For the sake of everyone, we can only hope that COVID-19 respects their authority, current evidence to the contrary.

And — again, true to nature — the IOC stated the case that the Olympics can be a galvanizing force between now and then, the shining light we all need to see through the darkness the IOC wasn’t ready to properly acknowledge until Tuesday morning.

From the release:

“The leaders agreed that the Olympic Games in Tokyo could stand as a beacon of hope to the world during these troubled times and that the Olympic flame could become the light at the end of the tunnel in which the world finds itself at present. Therefore, it was agreed that the Olympic flame will stay in Japan. It was also agreed that the Games will keep the name Olympic and Paralympic Games Tokyo 2020.”

Long-time Olympics watchers argue that there is at least precedent for this. The modern movement was founded to use sport to bring nations together in a time of rising international tensions.

There are similar possibilities and needs today. As borders close, the need for mutual understanding grows. As economies shrink, the importance of the strong helping the weak rings more loudly.

Can the Olympics help? It’s a tall order, but the Olympics never fail to inspire hope. We’ll always be suckers that way.

Olympic scholar Dr. Bruce Kidd represented Canada at Tokyo Olympics in 1964, the first Games in Japan since the bombing of Hiroshima in 1945. The final torch bearer, Yoshinori Sakai, was born in Hiroshima the day after the nuclear attack that ended the second world war, his presence representing post-war reconciliation and peace.

Kidd remembers walking around Tokyo and Japanese people saying to him and other visitors in the only English they could muster, “No more Hiroshima.”
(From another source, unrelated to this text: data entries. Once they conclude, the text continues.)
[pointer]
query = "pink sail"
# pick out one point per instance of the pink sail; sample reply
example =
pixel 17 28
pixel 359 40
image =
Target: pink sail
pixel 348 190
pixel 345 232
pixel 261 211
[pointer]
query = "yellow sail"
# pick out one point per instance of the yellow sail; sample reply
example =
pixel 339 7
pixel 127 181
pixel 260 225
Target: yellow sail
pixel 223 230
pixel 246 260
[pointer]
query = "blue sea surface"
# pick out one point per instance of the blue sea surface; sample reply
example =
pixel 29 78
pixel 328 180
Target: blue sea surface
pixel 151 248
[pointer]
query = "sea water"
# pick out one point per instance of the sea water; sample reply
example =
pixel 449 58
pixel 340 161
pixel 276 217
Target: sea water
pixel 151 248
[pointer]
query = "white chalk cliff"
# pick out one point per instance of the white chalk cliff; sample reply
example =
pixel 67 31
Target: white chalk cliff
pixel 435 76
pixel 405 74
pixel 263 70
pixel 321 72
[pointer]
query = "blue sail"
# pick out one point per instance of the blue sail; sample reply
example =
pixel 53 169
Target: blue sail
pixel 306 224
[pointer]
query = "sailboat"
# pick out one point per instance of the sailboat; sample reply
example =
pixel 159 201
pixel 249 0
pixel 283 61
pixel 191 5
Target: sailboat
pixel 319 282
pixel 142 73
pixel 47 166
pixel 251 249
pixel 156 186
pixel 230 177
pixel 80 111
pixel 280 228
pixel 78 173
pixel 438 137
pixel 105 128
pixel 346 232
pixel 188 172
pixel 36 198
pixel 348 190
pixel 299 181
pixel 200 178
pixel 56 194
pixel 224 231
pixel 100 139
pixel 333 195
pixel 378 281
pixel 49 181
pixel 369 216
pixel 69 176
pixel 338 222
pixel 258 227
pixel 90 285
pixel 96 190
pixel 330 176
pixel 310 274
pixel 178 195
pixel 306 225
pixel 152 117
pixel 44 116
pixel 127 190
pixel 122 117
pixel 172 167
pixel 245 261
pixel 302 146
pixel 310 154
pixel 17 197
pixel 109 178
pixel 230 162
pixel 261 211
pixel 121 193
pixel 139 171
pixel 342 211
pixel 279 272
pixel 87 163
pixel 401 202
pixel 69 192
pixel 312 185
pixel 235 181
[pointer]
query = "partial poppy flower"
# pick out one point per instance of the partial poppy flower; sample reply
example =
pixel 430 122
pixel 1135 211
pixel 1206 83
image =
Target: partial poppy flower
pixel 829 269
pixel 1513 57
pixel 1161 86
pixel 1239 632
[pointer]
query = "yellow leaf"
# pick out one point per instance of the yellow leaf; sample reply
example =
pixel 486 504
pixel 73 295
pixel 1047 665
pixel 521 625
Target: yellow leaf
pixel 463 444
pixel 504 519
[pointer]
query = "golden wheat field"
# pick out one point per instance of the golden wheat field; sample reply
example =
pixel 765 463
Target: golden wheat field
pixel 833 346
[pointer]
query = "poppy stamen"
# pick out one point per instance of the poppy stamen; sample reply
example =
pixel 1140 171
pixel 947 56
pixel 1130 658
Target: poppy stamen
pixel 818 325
“The framing of the Games [next summer] and the messaging around it needs to be not just about sport, but about the larger community,” said Kidd.

It’s a worthy goal. If we are lucky enough that the Games can safely be held in 2021, hopefully the IOC recognizes it will be because many have made massive sacrifices to make it happen — from athletes putting their dreams on hold to front-line health care workers risking their well-being in the struggle to contain the virus, to business owners and employees facing what promises to be gale-force economic head winds for months to come.

No matter what happens, the Olympics — whenever they’re held — won’t fail. The beauty of the competition guarantees it. It’s too perfect to fall short — it never does.

But this time the IOC should understand that the Olympics can’t be about them and what makes them look good. By that logic, we’d still be ploughing ahead to July with the very real possibility that the Games would have made the pandemic worse — for the athletes trying to train, for the thousands pushing behind the scenes to meet an unrealistic and dangerous deadline, for the world once 600,000 visitors left Japan and fanned outwards.

At last the IOC has done the right thing and postponed the Games, but this one time we shouldn’t let them forget that their first instinct was to put themselves first, and this time there was nothing charming about it.